Argentine archaeologist (1942–2024)

María Carlota Sempé (6 December 1942 – 1 February 2024) was an Argentine archaeologist, teacher and scientific researcher who specialised in the pre-Hispanic cultures of Northwest Argentina, the Littoral and urban heritage cemeteries.

== Biography ==
In 1967 Sempé graduated in anthropology at the Faculty of Natural Sciences and Museum of the National University of La Plata, and in 1976 she obtained the degree of Doctor in Natural Sciences at the same university.

Sempé died on 1 February 2024, at the age of 81.

== Career ==
Her research topic for her Ph.D. degree was Contribution to the Archaeology of the Abaucán Valley, Catamarca. This work was carried out under the direction of Alberto Rex Gonzalez. During his career he devoted himself on the one hand to the study of the funerary field, practices, architecture, cultural environment and identity in different socio-historical formations, and on the other hand to art in archaeology, mainly the ceramic representations of Northwest Argentina, particularly in Catamarca. In her teaching career she worked as a professor of art, Technology and Anthropology. In particular, she developed research on architecture, urbanism and Masonic symbology in urban cemeteries.

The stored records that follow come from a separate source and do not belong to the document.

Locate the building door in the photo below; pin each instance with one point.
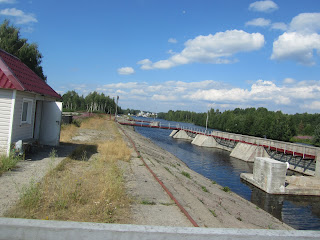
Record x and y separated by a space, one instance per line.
51 123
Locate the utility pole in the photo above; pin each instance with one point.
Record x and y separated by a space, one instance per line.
116 113
207 120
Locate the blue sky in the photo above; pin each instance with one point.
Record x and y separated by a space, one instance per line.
183 54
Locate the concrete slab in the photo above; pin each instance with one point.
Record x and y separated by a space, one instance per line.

In 1973 she participated in the Primer Congreso del Hombre Andino held in northern Chile with a presentation on the farmer cultures of the Abaucán Valley in the Tinogasta Department.

In her career as a scientific researcher at CONICET she achieved the category of principal investigator. For 45 years she has researched in the Hualfín and Abaucán valleys of the province of Catamarca, contributing with the systematization of 21 sites of indigenous cultural development, the definition of the Saujil and Abaucán cultures and a hundred dates in both valleys that confirm the temporal location of those developments.

In 2016 she was awarded the Konex Prize. She was named professor emeritus at the Universidad Nacional De La Plata and outstanding Platense woman by the Municipality of the city of La Plata.

Sempé was director of the Ceramic Analysis Laboratory of the FCNYM-UNLP and of the Center for Scientific and Cultural Heritage, FACEN, UNCatamarca where she was a member of the academic committees of the Master in Conservation and Environmental Management, of the PhD in Sciences Mention Environment. She directed the project for the establishment of human resources of the ANPCyT, UNCatamarca. She directed doctoral students, fellows and researchers at UNLP, UNCatamarca and CONICET. She researched pre-Hispanic cultures of the NOA, littoral and urban heritage cemeteries.

Sempé published articles in national and international journals, congresses, and books co-authored with his research groups: Azampay.

Sempé was a member of the Iberoamerican and Argentinian networks of Valorization and Management of heritage cemeteries.